Non loin de Rosario, Santa Maria n'est « qu'un trou perdu qu'on appelle une ville »; les habitants y échouent malgré eux, au hasard hiver pluvieux et le retour de l'été torride, Jorge Malabia, « le gosse » maigre et blond, suit les tractations politiques locales. Le pharmacien Barthé et le docteur Grey soutiennent les revendications des dockers, favorables, en échange, à l'installation d'une maison close , « une nécessité sociale et une bonne affaire ». Larsen, dit Ramasse-Vioques, qui attend depuis deux ans cette ouverture, amène de la capitale trois vieilles défraîchies. Malgré la « condamnation collective » du bourg au premier jour, tous s'habituent à la présence du bordel, excepté le curé Bergner et son neveu Marcos, chef de file de la Sainte Croisade contre ce lieu de perdition, finalement fermé sur ordre du gouverneur ; Larsen et ses filles de joie quitteront la ville…

Si, à seize ans, Jorge ne peut fréquenter le bordel, il assouvit ses appétits sexuels avec Julita, soeur de Marcos et veuve de Federico, le frère du gosse. Comme tout adolescent il se cherche, se rebelle et affirme sa différence — « je veux qu'on me regarde comme un objet de scandale ». Trentenaire dépressive, conscient de « l'incompréhensible mensonge qui les unit », l'adolescent se force à la détester, joue à la protéger tout en la méprisant, refusant de s'avouer son amour fou et passager .

On ne peut échapper au sentiment de vide et d'ennui qui hante la plupart des personnages, incapables de faire du bien, autant assoiffés de leur intérêt, sexuel ou financier, que des bières, cognacs et divers alcools… Selon le docteur Grey, tous sont « animés par la peur », raison de leurs passions et de leurs comportements. Chacun cherche dans la dissipation à se distraire de sa propre finitude : elle frappe de vanité autant les corps que les actes.
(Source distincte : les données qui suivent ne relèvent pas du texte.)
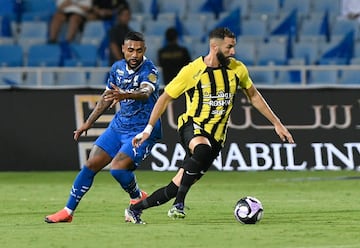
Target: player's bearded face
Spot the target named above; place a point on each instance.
(133, 53)
(224, 61)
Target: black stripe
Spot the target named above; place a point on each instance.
(227, 90)
(200, 100)
(210, 72)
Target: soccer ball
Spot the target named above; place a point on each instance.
(248, 210)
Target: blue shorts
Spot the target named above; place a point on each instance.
(113, 142)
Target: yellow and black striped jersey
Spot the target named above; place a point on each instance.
(209, 94)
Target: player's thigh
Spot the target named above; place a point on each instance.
(131, 157)
(98, 159)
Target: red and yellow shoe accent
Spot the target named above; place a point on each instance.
(60, 216)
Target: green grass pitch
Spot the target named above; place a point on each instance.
(301, 209)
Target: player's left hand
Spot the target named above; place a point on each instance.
(140, 138)
(114, 95)
(284, 133)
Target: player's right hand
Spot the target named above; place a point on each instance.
(79, 131)
(139, 139)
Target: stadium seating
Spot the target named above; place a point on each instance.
(271, 53)
(263, 77)
(349, 77)
(83, 55)
(38, 10)
(44, 55)
(71, 78)
(312, 39)
(246, 52)
(302, 7)
(323, 77)
(309, 51)
(96, 78)
(11, 55)
(94, 32)
(42, 78)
À distance, Lanza, « historien parfaitement intègre », et chroniqueur local, rédige son enquête sur les raisons de ce bordel à Santa Maria : l'abbé Bergner y aurait vu une mise à l'épreuve de ses paroissiens : le bourg aurait-il la force de sauver son âme?

Sur fond de nature minérale, inhospitalière, Onetti confronte le vide des esprits aux divers appétits du désir. La vertu et le péché, indissociables, coexistent, dans un univers fictif terriblement humain.

Juan Carlos ONETTI  :  Ramasse-vioques. Traduit par Albert Bensoussan, Gallimard, 1986, 264 pages. L'édition originale ("Juntacadáveres") date de 1964.